In this self-reflexive approach, I look to promote a more holistic direction toward the issue of performative activism. As the farce of performative activism is slowly becoming more exposed, it becomes clear that such acts operate on the premise of difference and othering. Explored originally, performative activism operates on a framework of virtue signalling, distinguishing one from the immoral and bad Other by displaying acts of superficial activism. Thus, short of perpetuating this binary and constantly questioning, ‘What has changed, what hasn’t?’, political mobilisation must be directed towards looking beyond this binary. It must stop preoccupying itself with this fictitious Other, upholding the system of difference and division.

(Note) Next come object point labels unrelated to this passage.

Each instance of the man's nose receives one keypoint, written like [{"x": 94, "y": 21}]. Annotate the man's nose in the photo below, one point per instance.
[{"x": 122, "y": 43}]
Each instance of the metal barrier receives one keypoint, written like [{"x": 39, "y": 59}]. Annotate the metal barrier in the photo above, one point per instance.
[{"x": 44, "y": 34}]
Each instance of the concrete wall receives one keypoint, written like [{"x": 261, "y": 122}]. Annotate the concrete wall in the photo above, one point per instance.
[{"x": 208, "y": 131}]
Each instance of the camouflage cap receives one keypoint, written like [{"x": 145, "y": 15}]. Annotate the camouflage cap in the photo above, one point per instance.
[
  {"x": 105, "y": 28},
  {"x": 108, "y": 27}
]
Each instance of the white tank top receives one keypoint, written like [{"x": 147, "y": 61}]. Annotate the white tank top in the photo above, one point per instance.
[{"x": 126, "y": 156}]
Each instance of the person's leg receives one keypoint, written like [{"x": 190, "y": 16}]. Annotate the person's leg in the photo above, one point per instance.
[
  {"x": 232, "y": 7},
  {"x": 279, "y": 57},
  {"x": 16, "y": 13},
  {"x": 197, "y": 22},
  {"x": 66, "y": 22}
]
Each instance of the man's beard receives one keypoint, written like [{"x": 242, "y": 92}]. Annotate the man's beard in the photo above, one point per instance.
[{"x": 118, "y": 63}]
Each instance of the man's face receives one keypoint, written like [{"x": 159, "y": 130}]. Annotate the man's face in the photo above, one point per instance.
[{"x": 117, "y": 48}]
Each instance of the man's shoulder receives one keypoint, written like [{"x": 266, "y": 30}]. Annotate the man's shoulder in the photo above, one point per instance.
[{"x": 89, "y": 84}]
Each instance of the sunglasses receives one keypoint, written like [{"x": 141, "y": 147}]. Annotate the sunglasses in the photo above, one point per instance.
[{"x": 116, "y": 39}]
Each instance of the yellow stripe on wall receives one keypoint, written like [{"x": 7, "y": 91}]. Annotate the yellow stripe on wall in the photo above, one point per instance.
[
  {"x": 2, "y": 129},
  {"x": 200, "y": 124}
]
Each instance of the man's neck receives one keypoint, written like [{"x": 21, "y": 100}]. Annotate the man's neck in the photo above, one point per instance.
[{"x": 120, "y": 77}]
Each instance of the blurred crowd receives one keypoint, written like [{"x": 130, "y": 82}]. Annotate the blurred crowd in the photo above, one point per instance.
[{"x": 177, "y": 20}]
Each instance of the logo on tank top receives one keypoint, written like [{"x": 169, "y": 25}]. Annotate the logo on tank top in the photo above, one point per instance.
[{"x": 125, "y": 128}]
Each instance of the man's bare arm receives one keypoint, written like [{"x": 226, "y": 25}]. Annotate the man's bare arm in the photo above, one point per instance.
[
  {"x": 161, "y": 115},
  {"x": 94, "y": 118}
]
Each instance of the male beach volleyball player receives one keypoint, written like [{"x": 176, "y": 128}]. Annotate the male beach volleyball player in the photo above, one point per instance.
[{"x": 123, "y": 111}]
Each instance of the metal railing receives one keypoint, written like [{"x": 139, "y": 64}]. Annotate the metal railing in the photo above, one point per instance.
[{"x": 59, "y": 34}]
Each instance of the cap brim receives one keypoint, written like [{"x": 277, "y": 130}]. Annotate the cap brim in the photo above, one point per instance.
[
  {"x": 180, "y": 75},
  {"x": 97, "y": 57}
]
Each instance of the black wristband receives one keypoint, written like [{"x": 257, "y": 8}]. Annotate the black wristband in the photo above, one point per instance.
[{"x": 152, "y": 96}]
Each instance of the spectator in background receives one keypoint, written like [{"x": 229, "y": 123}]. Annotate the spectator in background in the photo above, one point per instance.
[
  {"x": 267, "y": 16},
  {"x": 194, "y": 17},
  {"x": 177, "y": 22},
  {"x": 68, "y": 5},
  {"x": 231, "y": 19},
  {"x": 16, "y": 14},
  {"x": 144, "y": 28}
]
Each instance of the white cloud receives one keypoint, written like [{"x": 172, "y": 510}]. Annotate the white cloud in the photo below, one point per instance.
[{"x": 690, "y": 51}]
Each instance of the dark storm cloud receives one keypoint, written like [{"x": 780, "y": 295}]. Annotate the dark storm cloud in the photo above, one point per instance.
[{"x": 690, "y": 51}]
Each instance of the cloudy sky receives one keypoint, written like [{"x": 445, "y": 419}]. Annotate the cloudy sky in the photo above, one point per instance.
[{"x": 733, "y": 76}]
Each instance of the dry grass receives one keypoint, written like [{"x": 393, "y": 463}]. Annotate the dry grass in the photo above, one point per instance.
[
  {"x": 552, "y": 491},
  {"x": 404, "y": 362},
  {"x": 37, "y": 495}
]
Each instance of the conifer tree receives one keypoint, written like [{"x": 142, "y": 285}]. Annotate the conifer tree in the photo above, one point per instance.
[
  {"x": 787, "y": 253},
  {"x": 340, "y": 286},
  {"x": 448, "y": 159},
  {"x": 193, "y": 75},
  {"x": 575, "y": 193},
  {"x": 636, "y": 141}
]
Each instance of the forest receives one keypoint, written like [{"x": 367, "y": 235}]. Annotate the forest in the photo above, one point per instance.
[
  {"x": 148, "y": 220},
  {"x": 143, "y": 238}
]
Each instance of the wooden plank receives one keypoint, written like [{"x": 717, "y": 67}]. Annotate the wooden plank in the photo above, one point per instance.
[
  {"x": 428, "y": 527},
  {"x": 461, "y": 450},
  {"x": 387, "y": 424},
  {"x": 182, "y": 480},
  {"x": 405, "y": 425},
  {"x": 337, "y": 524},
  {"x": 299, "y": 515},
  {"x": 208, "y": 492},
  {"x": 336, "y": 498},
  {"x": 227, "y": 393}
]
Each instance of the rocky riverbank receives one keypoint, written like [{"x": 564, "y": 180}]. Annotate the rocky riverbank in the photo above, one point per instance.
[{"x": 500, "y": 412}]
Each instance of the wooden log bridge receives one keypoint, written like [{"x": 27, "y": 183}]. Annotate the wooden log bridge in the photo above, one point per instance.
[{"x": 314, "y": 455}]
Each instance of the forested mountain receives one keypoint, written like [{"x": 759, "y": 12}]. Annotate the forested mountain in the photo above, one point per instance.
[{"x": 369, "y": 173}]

Rather than focusing on individuals, mobilisation ought to be directed to the overarching frameworks and structures that cause the illusionary difference in the first place. In a sense, therefore, the frameworks that perpetuate division are also those which should unite us.

 

Chater Paul Jordan

 

Chater Paul Jordan is a third-year undergraduate in History of Art at Christ’s College, Cambridge, who has also taken a course in Fine Art at Central Saint Martins, UAL. Chater’s interests lie in contemporary art, visual culture, and postcolonial cultural experiences, particularly focussing from the mid-twentieth century to the present day. His final-year dissertation is titled ‘Performance and Performativity in Black Experiences of Britain’.

 

[1] Sigmund Freud, ‘Mourning and Melancholia’ (first published 1918) in James Strachey (ed), The Complete Psychological Works of Sigmund Freud (standard edn, Hogarth Press 1964) 246.

[2] Darby English, How to See A Work of Art in Total Darkness (The MIT Press 2007) 205.

[3] Ulrich Beck, Risk Society: Towards a New Modernity (Sage Publications 1992).

[4] David Glover and John Henderson, ‘Quantifying health impacts of government policies: A how-to guide to quantifying the health impacts’ (Department of Health 2010) paras 5.21 and 5.24.

[5] Kobena Mercer, ‘Black art and the burden of representation’ (1990) 4(10) Third Text 74.